While 1031 exchanges have been around and used by taxpayers for many years, there are numerous “tax traps” that potential investors must be aware of, the most common of which is the issue of debt on the relinquished and replacement properties.
Most exchanges are facilitated by Qualified Intermediaries (“QI”), which are not agents of the taxpayer, but are used to take title to the relinquished property, sell it to a third party, collect the proceeds, and purchase the replacement property and then transfer it back to the taxpayer.
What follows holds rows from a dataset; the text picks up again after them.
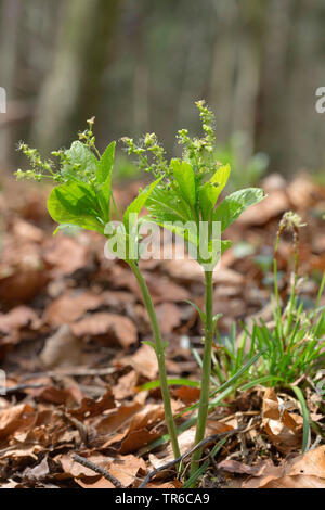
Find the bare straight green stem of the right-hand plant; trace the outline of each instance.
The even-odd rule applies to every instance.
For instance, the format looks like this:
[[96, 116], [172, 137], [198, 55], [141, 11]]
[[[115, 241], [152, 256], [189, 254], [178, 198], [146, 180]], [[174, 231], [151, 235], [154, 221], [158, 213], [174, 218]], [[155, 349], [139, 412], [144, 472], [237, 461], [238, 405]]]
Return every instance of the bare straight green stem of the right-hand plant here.
[[[194, 446], [204, 439], [206, 432], [206, 424], [209, 409], [209, 393], [210, 393], [210, 378], [211, 378], [211, 354], [213, 343], [213, 271], [206, 271], [206, 323], [205, 323], [205, 352], [203, 358], [202, 369], [202, 387], [199, 408], [196, 424], [196, 434]], [[202, 449], [194, 451], [191, 461], [191, 476], [197, 471], [199, 459], [202, 457]]]

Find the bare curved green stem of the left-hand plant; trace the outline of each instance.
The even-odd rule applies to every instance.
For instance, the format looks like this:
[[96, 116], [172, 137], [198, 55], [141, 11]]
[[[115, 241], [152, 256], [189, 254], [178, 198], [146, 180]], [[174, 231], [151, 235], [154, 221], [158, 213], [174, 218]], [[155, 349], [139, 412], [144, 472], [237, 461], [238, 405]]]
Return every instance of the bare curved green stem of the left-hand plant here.
[[156, 350], [158, 368], [159, 368], [159, 380], [160, 380], [160, 387], [161, 387], [161, 394], [162, 394], [162, 400], [164, 400], [165, 418], [166, 418], [168, 433], [169, 433], [171, 445], [172, 445], [173, 455], [174, 455], [174, 458], [177, 459], [181, 456], [181, 452], [180, 452], [180, 447], [179, 447], [179, 442], [178, 442], [177, 429], [176, 429], [172, 410], [171, 410], [170, 395], [169, 395], [168, 382], [167, 382], [167, 370], [166, 370], [166, 364], [165, 364], [165, 346], [164, 346], [162, 339], [161, 339], [158, 319], [156, 316], [153, 299], [147, 289], [145, 279], [143, 278], [138, 264], [131, 260], [128, 262], [128, 264], [136, 278], [136, 281], [139, 283], [142, 297], [144, 301], [144, 305], [148, 313], [150, 320], [152, 323], [154, 339], [155, 339], [155, 346], [156, 346], [155, 350]]

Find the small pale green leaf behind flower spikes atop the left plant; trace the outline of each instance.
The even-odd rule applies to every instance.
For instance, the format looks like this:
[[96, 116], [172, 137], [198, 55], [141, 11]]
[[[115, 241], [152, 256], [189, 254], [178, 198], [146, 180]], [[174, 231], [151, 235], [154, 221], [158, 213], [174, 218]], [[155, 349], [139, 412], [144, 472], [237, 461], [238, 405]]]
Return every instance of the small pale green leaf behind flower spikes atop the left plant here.
[[87, 180], [84, 171], [88, 170], [91, 174], [95, 175], [98, 158], [93, 152], [91, 152], [88, 146], [86, 146], [80, 141], [76, 141], [72, 144], [70, 149], [65, 151], [66, 156], [68, 157], [68, 163], [65, 163], [62, 169], [62, 174], [68, 174], [76, 179]]

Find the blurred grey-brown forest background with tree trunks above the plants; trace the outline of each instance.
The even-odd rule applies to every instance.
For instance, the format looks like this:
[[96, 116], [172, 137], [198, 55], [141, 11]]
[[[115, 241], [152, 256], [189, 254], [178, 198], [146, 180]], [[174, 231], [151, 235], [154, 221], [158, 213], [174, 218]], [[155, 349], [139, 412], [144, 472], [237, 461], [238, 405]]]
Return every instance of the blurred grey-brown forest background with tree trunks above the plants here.
[[[220, 160], [244, 182], [268, 168], [324, 173], [324, 0], [0, 0], [2, 171], [25, 140], [43, 155], [96, 116], [99, 146], [199, 129], [217, 116]], [[120, 156], [120, 178], [134, 171]]]

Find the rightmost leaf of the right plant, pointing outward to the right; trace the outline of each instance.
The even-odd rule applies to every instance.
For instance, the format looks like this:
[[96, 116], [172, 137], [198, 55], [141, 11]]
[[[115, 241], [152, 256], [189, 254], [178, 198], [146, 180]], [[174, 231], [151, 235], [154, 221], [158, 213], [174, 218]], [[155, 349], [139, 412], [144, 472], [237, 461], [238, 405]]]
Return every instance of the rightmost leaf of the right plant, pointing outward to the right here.
[[265, 197], [260, 188], [247, 188], [226, 196], [213, 214], [214, 221], [221, 221], [221, 231], [230, 227], [248, 207], [258, 204]]

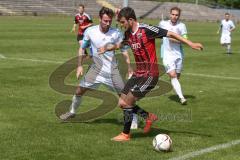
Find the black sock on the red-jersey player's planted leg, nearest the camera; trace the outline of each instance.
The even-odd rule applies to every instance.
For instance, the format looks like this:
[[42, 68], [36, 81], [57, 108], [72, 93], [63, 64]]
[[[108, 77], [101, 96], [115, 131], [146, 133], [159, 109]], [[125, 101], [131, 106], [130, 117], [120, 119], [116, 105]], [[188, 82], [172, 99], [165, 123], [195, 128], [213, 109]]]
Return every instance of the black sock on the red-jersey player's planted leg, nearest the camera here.
[[130, 133], [130, 128], [132, 124], [132, 119], [133, 119], [133, 109], [132, 108], [125, 108], [123, 109], [123, 120], [124, 120], [124, 128], [123, 128], [123, 133], [129, 134]]

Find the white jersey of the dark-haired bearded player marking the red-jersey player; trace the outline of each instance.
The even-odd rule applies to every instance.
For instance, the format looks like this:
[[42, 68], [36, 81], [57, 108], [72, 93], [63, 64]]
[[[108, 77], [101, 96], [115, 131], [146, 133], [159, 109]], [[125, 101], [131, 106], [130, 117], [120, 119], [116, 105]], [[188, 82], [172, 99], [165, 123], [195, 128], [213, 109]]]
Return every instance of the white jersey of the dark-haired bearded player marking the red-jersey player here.
[[83, 43], [90, 43], [92, 59], [100, 74], [111, 73], [111, 70], [117, 67], [117, 60], [114, 51], [107, 51], [99, 55], [97, 49], [105, 46], [107, 43], [120, 43], [122, 39], [122, 33], [115, 28], [109, 28], [107, 33], [103, 33], [100, 31], [100, 26], [96, 25], [89, 27], [85, 31]]

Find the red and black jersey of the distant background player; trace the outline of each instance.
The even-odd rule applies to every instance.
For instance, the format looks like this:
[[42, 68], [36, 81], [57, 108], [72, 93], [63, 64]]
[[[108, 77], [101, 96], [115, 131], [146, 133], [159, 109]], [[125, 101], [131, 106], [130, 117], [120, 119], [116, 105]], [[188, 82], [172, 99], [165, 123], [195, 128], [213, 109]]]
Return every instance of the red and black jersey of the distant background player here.
[[92, 23], [92, 19], [91, 17], [87, 14], [87, 13], [83, 13], [82, 15], [80, 13], [75, 15], [75, 20], [74, 20], [75, 24], [78, 24], [78, 34], [79, 35], [83, 35], [85, 29], [81, 29], [80, 26], [86, 26], [89, 23]]

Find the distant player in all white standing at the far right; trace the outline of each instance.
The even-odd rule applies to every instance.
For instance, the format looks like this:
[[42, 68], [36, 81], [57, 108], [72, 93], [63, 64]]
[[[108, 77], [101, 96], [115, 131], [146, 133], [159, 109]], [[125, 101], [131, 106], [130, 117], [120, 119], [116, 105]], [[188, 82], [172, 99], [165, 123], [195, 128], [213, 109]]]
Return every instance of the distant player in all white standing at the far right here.
[[221, 21], [221, 25], [217, 31], [218, 34], [220, 30], [222, 31], [220, 43], [227, 48], [227, 54], [231, 54], [231, 33], [235, 30], [235, 25], [230, 20], [229, 13], [225, 13], [225, 19]]

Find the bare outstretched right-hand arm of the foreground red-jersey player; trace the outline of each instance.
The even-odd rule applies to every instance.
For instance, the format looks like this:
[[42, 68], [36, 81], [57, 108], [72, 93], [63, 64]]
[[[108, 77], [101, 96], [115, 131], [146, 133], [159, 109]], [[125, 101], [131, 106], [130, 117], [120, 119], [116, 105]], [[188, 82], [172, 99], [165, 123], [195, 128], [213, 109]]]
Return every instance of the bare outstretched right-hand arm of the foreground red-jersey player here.
[[178, 41], [187, 44], [192, 49], [196, 49], [196, 50], [202, 50], [203, 49], [203, 46], [202, 46], [201, 43], [193, 43], [192, 41], [190, 41], [188, 39], [185, 39], [185, 38], [181, 37], [180, 35], [178, 35], [174, 32], [168, 31], [167, 32], [167, 37], [177, 39]]

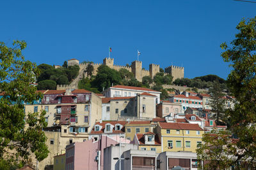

When accomplished within the applicable guidelines established in the Internal Revenue Code and Income Tax Regulations, the taxpayer will be permitted to defer the gain on the sale of the relinquished property until the replacement property is sold.
In Barker, 74 TC 555 (1980), the Tax Court held that proceeds from the disposition of relinquished property can be used to pay off debt on that property without triggering gain if the taxpayer incurs or assumes a liability on the purchase of the replacement property that equals or exceeds the debt on the relinquished property.
When the relinquished property is encumbered with debt, as is the case with most real estate assets, and when no additional cash other than the net sales proceeds of the relinquished property is going to be invested by the taxpayer, it is important to make sure that the replacement property is encumbered with at least as much debt as there was on the relinquished property. If not, the excess of the debt on the relinquished property over the debt that is on the replacement property will be considered “boot” and gain will have to be recognized on the lesser of the actual gain or the “boot” received.
Be sure to consult with your tax advisors before entering into any sales transaction, but especially one in which you are trying to take advantage of the tax-free exchange provisions.